On voudrait savoir au moins à quelle troupe Shakspeare fut lié et abord. Il y en avait alors plusieurs, existant chacune sous le patronage d’un grand seigneur, d’un ministre ou de la reine et s’intitulant serviteurs du personnage qui leur accordait protection. En cette même année 1587, où Shakspeare retourna pour la première fois à Stratford, les serviteurs des lords Essex, Leicester et Stratford y vinrent donner des représentations. Mais il n’y a pas de raisons de croire que Shakspeare en fit partie. Il est certain qu’il était attaché au théâtre de Burbage ; mais cela n’apprend rien, car le fameux entrepreneur théâtral n’avait plus alors de troupe à lui et louait sa salle à toutes celles qui lui en offraient un bon prix.

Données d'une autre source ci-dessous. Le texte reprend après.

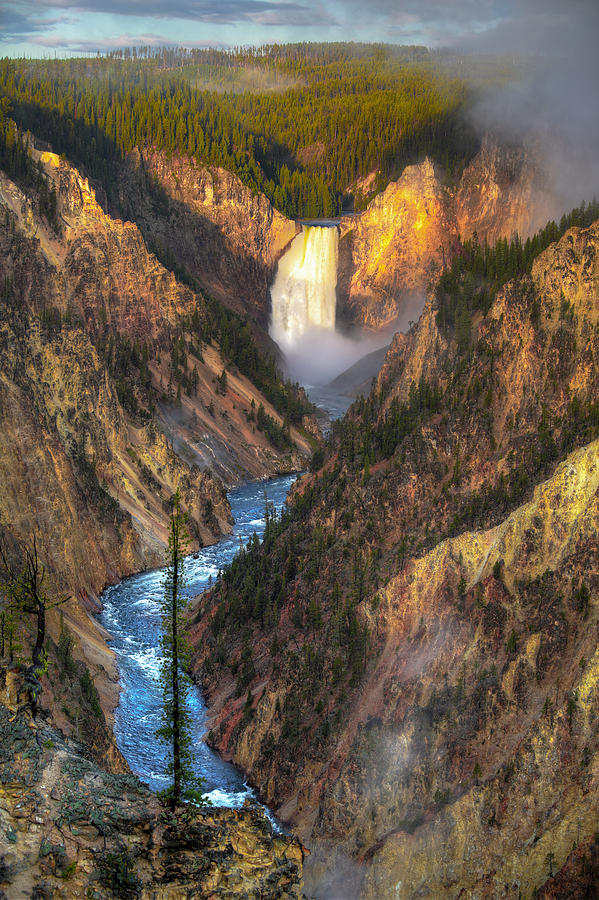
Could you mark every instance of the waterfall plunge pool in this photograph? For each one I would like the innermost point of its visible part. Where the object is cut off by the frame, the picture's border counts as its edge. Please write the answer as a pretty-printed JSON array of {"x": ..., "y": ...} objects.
[{"x": 131, "y": 614}]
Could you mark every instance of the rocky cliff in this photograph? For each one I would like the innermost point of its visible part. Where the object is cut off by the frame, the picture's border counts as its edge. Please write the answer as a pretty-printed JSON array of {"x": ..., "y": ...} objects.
[
  {"x": 227, "y": 237},
  {"x": 96, "y": 440},
  {"x": 415, "y": 681},
  {"x": 391, "y": 254},
  {"x": 70, "y": 829}
]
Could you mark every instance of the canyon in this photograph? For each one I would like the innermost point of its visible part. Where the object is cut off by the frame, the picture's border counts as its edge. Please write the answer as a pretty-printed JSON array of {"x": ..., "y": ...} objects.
[{"x": 414, "y": 683}]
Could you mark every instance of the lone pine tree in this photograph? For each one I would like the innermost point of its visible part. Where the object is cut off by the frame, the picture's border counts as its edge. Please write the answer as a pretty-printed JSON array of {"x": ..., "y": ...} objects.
[{"x": 176, "y": 721}]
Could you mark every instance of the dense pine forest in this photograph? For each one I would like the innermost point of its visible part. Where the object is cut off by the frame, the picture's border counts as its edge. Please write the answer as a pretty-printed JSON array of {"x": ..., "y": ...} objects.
[{"x": 302, "y": 123}]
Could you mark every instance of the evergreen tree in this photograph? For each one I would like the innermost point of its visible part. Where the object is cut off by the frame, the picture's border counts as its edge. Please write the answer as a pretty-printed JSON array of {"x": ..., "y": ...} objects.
[{"x": 176, "y": 721}]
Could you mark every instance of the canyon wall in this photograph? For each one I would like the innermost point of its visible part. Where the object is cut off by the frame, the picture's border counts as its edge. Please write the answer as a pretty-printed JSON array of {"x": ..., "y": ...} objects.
[
  {"x": 96, "y": 441},
  {"x": 70, "y": 829},
  {"x": 391, "y": 254},
  {"x": 206, "y": 220},
  {"x": 418, "y": 692}
]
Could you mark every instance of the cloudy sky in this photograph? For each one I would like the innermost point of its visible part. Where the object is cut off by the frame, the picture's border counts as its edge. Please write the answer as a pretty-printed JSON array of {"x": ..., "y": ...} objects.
[{"x": 62, "y": 27}]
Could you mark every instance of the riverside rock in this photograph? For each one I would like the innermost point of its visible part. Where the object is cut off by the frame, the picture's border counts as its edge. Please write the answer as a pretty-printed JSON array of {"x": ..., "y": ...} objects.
[{"x": 71, "y": 829}]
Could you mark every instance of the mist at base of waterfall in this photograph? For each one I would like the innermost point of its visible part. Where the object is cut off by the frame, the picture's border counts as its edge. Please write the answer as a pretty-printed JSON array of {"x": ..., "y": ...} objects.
[{"x": 320, "y": 354}]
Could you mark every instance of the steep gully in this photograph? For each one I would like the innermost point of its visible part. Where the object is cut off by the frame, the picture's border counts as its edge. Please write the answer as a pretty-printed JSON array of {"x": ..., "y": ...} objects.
[
  {"x": 303, "y": 298},
  {"x": 132, "y": 616}
]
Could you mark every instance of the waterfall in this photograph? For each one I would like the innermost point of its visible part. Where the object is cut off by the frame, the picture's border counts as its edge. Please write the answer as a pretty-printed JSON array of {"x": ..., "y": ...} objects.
[{"x": 303, "y": 293}]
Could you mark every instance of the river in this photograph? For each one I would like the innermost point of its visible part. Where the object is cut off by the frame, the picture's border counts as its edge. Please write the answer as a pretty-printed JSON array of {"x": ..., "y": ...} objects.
[{"x": 132, "y": 616}]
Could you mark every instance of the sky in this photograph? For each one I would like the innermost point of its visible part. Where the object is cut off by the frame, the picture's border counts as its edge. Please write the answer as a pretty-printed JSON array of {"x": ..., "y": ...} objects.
[{"x": 44, "y": 28}]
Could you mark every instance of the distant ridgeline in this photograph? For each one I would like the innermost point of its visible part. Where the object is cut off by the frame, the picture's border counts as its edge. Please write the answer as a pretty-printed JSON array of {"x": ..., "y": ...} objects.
[{"x": 302, "y": 123}]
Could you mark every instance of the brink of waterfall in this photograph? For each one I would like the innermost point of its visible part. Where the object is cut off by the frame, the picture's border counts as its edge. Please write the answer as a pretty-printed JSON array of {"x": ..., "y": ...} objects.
[{"x": 303, "y": 293}]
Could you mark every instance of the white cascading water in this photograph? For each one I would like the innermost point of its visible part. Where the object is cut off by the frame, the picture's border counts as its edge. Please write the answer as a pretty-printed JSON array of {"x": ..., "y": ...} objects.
[
  {"x": 303, "y": 310},
  {"x": 303, "y": 293}
]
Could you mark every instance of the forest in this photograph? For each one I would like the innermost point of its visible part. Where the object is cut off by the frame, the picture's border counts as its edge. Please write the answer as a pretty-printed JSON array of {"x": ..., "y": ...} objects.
[{"x": 302, "y": 123}]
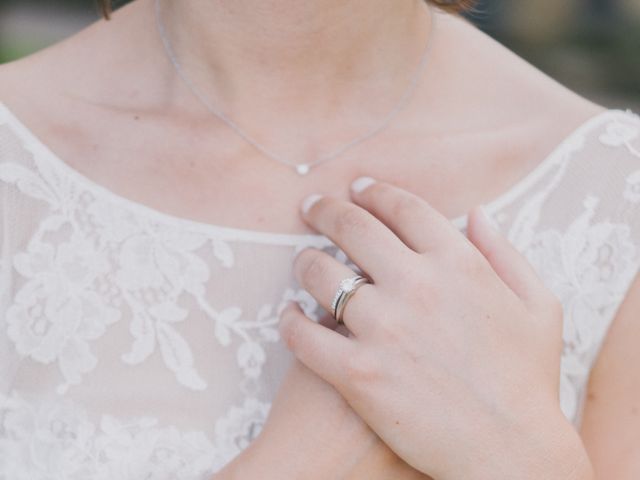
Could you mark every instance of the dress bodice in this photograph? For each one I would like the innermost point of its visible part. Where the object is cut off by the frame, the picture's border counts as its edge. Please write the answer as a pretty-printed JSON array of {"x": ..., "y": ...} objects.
[{"x": 136, "y": 344}]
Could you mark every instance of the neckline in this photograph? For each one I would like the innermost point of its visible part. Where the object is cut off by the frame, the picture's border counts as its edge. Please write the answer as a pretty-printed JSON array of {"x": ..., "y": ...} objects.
[{"x": 38, "y": 147}]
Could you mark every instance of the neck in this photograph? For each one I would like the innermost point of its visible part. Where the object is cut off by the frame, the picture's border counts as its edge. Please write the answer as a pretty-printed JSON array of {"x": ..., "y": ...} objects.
[{"x": 311, "y": 60}]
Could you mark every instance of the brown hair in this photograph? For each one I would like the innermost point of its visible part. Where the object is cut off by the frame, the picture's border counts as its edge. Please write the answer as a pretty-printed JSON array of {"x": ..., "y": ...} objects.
[{"x": 455, "y": 6}]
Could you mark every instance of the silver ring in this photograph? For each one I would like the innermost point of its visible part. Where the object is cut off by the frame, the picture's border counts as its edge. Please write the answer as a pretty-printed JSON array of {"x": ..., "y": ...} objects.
[{"x": 345, "y": 291}]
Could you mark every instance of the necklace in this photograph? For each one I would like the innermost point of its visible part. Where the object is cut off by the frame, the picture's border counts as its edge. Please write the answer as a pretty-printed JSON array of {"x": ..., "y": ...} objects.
[{"x": 300, "y": 168}]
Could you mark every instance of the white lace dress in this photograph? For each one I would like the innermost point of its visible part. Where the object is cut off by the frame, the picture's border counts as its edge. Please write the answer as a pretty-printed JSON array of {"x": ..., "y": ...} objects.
[{"x": 138, "y": 345}]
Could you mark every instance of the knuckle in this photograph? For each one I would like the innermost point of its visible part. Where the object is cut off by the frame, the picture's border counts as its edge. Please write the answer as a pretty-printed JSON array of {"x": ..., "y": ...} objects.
[
  {"x": 350, "y": 221},
  {"x": 403, "y": 206},
  {"x": 466, "y": 261},
  {"x": 311, "y": 267},
  {"x": 361, "y": 369}
]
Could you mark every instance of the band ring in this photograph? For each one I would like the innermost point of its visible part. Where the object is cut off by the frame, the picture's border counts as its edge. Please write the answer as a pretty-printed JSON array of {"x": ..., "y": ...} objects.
[{"x": 345, "y": 291}]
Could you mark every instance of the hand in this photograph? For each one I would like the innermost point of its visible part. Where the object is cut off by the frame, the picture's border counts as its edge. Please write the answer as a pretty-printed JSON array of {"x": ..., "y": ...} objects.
[
  {"x": 312, "y": 433},
  {"x": 454, "y": 356}
]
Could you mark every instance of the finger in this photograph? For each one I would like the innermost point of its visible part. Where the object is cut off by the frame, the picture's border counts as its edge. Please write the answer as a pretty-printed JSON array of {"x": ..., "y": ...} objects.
[
  {"x": 320, "y": 274},
  {"x": 512, "y": 267},
  {"x": 365, "y": 240},
  {"x": 420, "y": 226},
  {"x": 321, "y": 349}
]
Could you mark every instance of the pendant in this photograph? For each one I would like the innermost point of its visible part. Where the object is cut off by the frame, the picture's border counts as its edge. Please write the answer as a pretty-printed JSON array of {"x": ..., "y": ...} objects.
[{"x": 302, "y": 169}]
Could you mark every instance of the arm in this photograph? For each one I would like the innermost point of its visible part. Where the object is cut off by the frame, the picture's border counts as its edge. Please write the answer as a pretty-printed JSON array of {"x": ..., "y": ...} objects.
[{"x": 611, "y": 421}]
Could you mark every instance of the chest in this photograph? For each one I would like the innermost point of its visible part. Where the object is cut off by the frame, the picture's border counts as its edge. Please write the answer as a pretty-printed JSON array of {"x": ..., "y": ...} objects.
[{"x": 205, "y": 172}]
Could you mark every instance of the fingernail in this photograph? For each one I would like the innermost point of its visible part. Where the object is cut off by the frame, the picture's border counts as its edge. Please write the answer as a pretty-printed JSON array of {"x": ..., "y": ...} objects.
[
  {"x": 361, "y": 183},
  {"x": 309, "y": 202},
  {"x": 490, "y": 221}
]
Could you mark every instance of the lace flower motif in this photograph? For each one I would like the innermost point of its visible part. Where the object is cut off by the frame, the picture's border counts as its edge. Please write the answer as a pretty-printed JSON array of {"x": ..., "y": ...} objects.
[
  {"x": 58, "y": 310},
  {"x": 587, "y": 267},
  {"x": 632, "y": 187}
]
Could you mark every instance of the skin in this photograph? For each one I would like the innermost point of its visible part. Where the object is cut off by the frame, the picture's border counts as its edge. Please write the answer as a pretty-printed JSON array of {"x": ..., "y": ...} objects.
[{"x": 107, "y": 101}]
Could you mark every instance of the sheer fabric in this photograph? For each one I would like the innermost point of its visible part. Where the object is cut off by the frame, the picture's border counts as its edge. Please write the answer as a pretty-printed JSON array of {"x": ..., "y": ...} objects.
[{"x": 139, "y": 345}]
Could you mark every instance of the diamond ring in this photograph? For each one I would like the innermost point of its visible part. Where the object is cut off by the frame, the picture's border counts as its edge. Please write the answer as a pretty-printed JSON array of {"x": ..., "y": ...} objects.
[{"x": 345, "y": 291}]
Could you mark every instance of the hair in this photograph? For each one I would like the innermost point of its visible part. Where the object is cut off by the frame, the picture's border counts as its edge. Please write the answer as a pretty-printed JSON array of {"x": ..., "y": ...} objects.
[{"x": 453, "y": 6}]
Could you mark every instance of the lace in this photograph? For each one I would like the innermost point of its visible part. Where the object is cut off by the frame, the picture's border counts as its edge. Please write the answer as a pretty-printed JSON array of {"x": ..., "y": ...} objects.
[{"x": 136, "y": 344}]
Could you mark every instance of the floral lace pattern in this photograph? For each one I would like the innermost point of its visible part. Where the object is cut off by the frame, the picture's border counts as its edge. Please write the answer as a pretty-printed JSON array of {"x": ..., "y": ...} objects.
[
  {"x": 56, "y": 436},
  {"x": 103, "y": 289}
]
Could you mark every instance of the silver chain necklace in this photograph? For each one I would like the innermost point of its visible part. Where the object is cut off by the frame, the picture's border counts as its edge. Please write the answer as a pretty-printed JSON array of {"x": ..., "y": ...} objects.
[{"x": 300, "y": 168}]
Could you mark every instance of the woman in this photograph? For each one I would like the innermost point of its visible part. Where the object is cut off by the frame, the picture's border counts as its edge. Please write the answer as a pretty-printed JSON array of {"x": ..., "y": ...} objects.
[{"x": 146, "y": 162}]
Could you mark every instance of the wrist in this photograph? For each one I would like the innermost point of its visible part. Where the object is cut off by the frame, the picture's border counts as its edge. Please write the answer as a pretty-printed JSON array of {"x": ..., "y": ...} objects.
[
  {"x": 557, "y": 452},
  {"x": 546, "y": 447}
]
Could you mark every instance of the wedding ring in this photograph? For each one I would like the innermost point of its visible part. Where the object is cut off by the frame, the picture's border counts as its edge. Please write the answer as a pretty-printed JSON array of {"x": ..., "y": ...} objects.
[{"x": 345, "y": 291}]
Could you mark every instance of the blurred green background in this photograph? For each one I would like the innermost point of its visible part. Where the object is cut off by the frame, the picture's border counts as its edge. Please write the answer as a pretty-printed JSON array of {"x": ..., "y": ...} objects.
[{"x": 592, "y": 46}]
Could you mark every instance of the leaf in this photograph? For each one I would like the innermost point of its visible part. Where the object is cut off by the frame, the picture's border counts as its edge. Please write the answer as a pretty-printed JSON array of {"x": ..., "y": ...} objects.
[{"x": 177, "y": 356}]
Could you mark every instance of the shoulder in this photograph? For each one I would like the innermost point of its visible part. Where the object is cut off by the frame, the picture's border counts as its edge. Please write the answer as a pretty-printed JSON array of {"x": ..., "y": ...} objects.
[{"x": 497, "y": 88}]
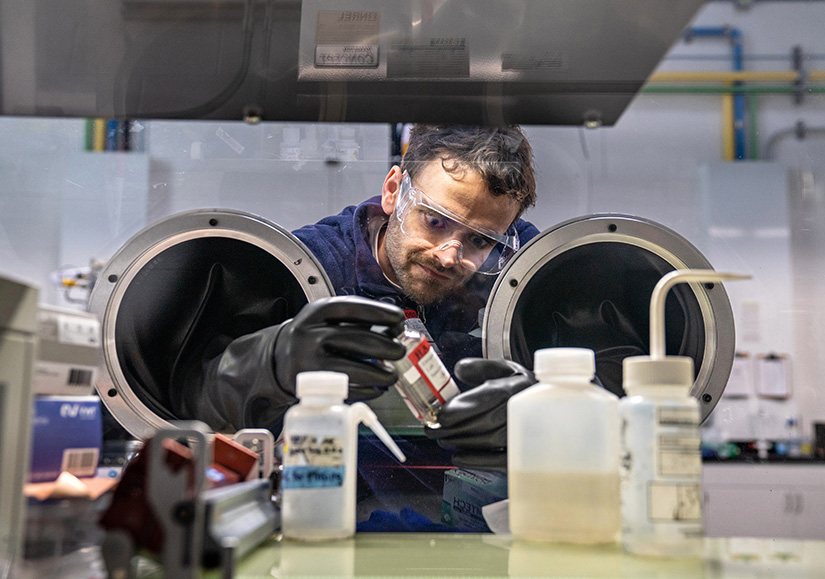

Aussi l’obscurité devient de plus en plus profonde. L’arrangement auquel Shakspeare intervint en 1587 est le dernier fait connu de sa jeunesse Jusqu’en 1592, nous n’entendrons plus parler de lui. Il est au théâtre, passant d’un emploi infime à un autre moins bas, apprenant le métier dramatique par le plus long et le plus dur apprentissage.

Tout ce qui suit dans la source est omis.